Why do we not describe a duplication as an insertion?

Although duplications are basically a special type of insertion, there are several reasons why the recommendation is to describe duplications differently;
  • the description is simple and shorter,
  • it is clear and prevents confusion regarding the position when an insertion is incorrectly reported like "Ala22insGly".

How should I describe the change "MetArgThrGlySerSerHisGlnTrpPhe" to "MetArgThrGlySerSerHisGlySerSerGlnTrpPhe"? The fact that the inserted sequence (GlySerSer) is present in the original sequence suggests it derives from a duplicative event.

The variant should be described as an insertion; p.His7_Gln8insGly4_Ser6. A description using "dup" is not correct since, by definition, a duplication should be directly 3'-flanking of the original copy (in tandem). Note that the description given still makes it clear that the sequence inserted between p.His7 and pGln8 is probably derived from nearby, i.e. position p.Gly4 to p.Ser6, and thus likely derived from a duplicative event.

What do you mean with "variants should be described on the protein level and not incorporate knowledge regarding the change at the DNA-level"?

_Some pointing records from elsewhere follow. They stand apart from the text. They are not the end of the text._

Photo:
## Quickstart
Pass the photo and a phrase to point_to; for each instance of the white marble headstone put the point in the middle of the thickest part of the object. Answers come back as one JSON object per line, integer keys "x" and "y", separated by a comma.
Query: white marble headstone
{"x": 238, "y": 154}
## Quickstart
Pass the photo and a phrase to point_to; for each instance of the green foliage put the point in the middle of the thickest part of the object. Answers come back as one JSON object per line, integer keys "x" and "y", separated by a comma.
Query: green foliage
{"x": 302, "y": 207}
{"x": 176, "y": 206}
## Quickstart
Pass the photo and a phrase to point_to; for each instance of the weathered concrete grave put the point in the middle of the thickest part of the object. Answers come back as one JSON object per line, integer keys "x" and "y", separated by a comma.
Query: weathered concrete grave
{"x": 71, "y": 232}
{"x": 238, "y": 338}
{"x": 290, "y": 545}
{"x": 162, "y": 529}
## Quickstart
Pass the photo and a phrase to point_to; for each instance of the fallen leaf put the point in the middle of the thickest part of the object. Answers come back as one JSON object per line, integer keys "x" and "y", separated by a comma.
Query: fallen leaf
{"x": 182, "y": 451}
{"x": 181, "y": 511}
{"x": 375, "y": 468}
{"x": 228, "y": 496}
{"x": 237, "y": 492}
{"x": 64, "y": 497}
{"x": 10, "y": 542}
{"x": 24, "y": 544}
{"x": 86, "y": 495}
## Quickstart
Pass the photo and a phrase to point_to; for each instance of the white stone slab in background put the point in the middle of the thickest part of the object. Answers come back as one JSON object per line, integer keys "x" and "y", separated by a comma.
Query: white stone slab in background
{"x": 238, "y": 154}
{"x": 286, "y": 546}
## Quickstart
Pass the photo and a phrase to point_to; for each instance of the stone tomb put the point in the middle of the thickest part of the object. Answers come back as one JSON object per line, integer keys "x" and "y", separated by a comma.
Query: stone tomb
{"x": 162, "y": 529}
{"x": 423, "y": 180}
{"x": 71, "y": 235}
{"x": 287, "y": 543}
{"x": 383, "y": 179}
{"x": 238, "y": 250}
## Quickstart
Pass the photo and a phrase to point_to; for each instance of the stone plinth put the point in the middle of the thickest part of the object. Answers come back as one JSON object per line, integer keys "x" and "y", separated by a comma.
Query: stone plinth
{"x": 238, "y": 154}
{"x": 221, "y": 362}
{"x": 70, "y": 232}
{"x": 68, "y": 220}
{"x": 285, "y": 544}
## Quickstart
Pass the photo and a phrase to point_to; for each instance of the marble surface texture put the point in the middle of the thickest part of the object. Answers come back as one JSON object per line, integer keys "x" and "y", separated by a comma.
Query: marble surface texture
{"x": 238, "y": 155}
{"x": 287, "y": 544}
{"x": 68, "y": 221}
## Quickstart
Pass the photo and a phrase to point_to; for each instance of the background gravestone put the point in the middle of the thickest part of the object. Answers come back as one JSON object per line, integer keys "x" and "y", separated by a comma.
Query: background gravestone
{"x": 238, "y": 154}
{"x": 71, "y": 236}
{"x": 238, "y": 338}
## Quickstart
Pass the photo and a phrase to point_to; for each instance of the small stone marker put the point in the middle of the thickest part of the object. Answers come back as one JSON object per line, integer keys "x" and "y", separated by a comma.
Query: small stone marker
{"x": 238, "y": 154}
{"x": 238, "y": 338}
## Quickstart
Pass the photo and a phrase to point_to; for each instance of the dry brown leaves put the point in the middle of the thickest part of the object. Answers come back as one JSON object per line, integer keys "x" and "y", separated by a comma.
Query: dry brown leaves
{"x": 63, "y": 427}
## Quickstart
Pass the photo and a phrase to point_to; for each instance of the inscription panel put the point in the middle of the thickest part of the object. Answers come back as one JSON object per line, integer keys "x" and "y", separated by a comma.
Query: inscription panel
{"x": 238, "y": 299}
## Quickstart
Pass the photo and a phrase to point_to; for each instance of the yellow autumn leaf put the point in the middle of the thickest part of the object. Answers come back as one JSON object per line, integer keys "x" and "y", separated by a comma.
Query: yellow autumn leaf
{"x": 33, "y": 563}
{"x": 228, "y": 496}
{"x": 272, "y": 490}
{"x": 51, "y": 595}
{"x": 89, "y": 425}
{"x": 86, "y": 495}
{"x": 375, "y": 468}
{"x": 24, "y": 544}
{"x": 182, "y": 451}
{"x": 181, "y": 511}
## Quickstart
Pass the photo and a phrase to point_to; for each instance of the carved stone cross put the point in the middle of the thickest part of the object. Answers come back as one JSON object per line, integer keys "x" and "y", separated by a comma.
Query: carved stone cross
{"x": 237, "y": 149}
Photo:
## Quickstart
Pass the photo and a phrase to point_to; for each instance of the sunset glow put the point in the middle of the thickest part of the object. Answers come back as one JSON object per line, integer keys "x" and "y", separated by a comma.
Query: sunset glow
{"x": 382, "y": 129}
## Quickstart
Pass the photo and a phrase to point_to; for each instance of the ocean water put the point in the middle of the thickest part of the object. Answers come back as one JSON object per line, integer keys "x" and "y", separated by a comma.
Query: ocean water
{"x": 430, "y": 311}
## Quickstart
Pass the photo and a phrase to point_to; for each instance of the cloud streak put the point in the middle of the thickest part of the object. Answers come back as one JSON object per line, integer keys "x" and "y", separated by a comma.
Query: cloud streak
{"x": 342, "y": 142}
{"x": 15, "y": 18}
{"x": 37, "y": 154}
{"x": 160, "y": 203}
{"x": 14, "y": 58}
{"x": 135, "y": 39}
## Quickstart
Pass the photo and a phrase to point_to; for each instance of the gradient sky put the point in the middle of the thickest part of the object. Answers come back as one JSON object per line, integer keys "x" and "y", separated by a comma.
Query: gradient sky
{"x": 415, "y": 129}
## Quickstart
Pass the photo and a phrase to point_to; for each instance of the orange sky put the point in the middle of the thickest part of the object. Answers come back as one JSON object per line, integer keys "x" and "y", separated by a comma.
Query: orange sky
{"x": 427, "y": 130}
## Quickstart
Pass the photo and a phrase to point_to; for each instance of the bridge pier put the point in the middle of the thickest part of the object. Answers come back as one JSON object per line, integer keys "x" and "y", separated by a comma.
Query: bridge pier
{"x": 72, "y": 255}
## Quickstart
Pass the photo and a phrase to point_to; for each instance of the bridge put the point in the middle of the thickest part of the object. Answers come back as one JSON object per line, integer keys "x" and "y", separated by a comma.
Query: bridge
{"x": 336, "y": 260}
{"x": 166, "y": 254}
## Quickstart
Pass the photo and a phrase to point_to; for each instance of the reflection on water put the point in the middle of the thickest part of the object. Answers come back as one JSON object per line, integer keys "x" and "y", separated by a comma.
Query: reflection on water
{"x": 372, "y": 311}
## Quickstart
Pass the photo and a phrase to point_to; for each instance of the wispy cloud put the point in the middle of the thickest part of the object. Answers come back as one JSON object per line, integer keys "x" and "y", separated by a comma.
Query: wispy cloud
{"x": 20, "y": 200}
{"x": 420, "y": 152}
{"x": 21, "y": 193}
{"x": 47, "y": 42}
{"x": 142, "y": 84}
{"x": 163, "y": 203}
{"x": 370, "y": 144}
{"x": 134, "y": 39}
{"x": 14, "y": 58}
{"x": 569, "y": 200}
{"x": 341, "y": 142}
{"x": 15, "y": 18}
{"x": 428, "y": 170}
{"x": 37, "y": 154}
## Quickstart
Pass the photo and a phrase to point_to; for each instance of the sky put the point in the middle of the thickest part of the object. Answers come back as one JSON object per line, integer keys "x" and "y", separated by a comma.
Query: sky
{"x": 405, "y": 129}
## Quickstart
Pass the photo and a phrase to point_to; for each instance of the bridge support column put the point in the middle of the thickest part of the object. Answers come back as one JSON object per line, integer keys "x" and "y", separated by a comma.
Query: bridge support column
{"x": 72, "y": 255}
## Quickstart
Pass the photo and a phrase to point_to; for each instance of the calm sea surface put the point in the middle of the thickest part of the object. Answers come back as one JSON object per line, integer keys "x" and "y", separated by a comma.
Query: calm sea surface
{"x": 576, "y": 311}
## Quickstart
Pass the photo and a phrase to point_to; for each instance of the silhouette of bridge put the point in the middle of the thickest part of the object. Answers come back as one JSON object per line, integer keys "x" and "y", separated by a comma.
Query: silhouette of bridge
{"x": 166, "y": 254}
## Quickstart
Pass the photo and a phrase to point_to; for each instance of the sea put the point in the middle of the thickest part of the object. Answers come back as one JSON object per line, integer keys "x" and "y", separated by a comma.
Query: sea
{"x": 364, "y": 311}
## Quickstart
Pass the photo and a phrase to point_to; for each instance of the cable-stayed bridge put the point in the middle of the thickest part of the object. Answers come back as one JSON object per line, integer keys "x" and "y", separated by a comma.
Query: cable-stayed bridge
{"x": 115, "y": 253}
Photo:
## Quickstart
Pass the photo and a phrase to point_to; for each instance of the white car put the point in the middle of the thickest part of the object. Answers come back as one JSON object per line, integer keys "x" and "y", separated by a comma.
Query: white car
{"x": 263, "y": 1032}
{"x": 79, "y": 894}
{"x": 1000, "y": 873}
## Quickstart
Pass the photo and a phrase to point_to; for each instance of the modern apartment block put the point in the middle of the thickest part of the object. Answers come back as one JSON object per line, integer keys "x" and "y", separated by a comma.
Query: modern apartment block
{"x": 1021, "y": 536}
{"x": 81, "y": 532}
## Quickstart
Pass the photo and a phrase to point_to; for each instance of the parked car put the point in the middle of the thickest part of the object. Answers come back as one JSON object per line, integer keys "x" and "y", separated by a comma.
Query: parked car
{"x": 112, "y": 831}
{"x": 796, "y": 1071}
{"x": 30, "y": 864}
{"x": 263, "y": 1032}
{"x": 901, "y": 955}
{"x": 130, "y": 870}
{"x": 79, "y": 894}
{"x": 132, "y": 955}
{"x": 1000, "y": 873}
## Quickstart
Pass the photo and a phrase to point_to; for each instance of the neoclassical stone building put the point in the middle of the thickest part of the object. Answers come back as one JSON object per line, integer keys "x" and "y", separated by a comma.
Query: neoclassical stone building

It means that protein variant descriptions should be derived from comparing the variant protein sequence with the reference protein sequence. Knowledge on the underlying change at the DNA level should not be used. E.g. when MetTrpSerSerSerHisAsp.. changes to MetTrpSerSerSerSerHisAsp.. this is described as p.Ser5dup. The information that at the DNA level the change is ..ATGTGGTCCAGTTCCCACGAT.. to ..ATGTGGTCCAGTAGTTCCCACGAT.., so the codon for Ser4 is duplicated, is not used; the description p.Ser4dup is not correct.